Quand j’eus dépassé l’âge de Jeanne Calment, le 6 octobre 2047, j’entrepris le long récit de la vie d’Arthur. J’avais acheté une cabane en Norvège et, face à la mer grise, bercé par le cri des mouettes, je me replongeais dans ces aventures incroyables.
J’avais été berger dans les hauteurs du Caucase, ouvrier dans une fonderie polonaise, charpentier dans les montagnes d’Anatolie, assistant d’un historien népalais… J’écrivais dans des dizaines de carnets mes pensées, souvenirs, anecdotes. Ce que l’on m’avait appris et raconté. Les fois où l’on m’avait menti, trompé. Toutes les réflexions qui m’étaient venues sur la mort, sur Dieu, et sur l’énigme de mon existence.
Lorsque j’eus terminé cette immense entreprise, j’avais vécu quarante-neuf ans sous les traits d’Arthur. En plus des quatre-vingt-deux de Jean, j’avais à présent 131 ans.
Je sentis que la fatigue qui m’habitait était profonde et que j’en avais enfin assez fait. Mon cœur était capricieux et ma mémoire se faisait de plus en plus lourde à porter.

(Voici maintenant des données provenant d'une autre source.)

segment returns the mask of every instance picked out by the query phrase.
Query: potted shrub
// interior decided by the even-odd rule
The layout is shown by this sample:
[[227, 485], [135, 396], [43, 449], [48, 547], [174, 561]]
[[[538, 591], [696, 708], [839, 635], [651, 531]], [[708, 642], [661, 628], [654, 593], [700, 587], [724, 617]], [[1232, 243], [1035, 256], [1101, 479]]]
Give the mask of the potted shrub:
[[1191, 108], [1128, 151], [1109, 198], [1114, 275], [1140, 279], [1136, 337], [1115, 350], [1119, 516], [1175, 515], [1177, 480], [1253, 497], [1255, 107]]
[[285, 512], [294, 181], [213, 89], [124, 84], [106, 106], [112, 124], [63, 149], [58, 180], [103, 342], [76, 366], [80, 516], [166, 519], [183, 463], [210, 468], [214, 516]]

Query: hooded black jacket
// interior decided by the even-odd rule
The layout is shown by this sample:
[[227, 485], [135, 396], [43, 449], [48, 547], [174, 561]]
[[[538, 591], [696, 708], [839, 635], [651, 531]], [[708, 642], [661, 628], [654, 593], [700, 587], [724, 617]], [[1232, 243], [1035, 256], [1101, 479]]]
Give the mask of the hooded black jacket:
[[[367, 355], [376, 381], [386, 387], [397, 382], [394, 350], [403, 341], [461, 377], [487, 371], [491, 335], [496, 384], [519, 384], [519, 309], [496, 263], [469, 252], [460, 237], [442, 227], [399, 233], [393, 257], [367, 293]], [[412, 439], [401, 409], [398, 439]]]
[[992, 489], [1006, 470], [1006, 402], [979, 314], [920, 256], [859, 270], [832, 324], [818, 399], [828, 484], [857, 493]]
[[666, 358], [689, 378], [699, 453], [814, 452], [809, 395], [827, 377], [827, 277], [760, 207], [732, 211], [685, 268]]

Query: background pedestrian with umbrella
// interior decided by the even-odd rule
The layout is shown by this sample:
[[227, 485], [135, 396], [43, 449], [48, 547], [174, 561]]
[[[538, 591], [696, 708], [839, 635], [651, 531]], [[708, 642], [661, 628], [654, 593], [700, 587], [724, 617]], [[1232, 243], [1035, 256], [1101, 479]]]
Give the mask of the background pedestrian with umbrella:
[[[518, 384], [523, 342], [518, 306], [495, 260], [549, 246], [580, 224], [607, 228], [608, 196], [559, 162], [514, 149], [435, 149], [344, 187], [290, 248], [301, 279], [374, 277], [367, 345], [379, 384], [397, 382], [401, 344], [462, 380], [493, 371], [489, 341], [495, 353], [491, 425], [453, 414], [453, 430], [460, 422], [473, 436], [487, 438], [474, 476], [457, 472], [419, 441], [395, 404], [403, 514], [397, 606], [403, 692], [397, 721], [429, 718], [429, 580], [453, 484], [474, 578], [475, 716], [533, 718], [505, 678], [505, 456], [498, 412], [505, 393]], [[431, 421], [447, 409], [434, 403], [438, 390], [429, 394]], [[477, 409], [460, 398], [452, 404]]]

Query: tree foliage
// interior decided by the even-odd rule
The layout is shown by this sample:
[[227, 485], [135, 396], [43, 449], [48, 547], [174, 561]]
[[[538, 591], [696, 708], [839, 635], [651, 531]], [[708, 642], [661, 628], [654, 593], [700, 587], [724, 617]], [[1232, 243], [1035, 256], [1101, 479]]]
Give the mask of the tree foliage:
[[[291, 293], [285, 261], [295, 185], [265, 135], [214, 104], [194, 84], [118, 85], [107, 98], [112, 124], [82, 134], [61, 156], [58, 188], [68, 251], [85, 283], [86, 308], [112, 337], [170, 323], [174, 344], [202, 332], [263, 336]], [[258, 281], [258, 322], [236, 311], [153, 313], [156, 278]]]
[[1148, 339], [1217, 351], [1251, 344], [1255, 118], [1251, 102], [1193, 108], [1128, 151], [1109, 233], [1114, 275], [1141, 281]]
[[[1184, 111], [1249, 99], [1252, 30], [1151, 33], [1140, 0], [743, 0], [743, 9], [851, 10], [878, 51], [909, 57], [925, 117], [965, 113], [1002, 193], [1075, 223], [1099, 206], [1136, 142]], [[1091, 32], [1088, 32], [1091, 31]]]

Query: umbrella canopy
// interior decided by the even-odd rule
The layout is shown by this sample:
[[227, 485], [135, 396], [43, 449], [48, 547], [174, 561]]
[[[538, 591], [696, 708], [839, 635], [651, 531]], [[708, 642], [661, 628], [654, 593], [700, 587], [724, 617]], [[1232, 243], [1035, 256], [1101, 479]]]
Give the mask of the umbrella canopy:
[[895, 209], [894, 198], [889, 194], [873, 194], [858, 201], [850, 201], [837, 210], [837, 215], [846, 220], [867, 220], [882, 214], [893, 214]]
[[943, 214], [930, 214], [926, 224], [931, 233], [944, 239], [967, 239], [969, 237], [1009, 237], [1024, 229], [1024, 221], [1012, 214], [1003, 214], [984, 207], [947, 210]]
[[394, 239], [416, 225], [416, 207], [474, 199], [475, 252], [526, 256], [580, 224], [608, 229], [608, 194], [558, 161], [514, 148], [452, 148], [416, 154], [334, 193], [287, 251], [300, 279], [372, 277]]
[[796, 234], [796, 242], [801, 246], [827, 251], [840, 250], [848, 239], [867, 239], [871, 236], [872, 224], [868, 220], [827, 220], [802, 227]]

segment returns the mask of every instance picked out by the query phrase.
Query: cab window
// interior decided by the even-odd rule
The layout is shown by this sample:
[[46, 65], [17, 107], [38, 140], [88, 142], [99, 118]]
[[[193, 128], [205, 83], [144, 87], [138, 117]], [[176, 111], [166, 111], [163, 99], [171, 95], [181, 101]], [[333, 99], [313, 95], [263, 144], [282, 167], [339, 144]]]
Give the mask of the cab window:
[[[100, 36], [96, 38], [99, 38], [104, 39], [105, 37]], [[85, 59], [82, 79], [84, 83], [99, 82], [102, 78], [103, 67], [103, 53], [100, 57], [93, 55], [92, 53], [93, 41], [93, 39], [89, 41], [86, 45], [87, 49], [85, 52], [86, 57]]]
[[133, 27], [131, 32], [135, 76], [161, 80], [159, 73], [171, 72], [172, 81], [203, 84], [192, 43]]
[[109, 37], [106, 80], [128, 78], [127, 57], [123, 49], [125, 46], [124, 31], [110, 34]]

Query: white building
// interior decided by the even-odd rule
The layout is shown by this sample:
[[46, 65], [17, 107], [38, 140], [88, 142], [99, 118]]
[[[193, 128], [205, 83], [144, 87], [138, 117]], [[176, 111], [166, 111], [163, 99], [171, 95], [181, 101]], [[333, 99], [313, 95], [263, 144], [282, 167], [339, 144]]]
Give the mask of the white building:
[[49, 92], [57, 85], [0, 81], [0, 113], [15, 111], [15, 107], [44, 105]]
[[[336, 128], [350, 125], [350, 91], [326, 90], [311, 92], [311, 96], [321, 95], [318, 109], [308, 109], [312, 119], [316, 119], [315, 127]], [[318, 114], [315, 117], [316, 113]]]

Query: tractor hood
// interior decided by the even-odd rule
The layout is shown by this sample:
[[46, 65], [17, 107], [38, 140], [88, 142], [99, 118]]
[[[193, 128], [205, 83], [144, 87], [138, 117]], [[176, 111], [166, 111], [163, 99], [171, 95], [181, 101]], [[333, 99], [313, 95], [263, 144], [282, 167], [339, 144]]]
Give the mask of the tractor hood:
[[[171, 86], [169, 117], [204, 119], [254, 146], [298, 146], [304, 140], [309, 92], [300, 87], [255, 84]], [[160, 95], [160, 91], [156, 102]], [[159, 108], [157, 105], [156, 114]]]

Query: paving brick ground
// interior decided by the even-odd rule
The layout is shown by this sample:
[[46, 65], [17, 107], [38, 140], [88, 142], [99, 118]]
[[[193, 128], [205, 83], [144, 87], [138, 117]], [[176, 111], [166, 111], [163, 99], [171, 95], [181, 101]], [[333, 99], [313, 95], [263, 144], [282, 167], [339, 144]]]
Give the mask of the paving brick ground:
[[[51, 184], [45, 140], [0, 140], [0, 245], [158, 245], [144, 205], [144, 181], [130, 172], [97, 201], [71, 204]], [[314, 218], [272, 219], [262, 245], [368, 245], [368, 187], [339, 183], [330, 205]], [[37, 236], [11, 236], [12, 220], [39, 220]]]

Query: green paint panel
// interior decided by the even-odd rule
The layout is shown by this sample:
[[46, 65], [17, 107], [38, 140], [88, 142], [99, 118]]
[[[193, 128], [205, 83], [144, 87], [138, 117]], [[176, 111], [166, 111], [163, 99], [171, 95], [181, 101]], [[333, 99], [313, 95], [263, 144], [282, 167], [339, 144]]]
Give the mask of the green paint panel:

Un soir, je sentis une douleur sourde dans ma poitrine. Je me levai avec difficulté et titubai jusqu’à la salle d’eau. Le miroir m’y attendait. Je me rappelai la première fois que j’avais vu ce visage, en 2006, à l’hôpital. Il avait bien vieilli.
Je souris et m’effondrai dans la petite salle, sans témoin.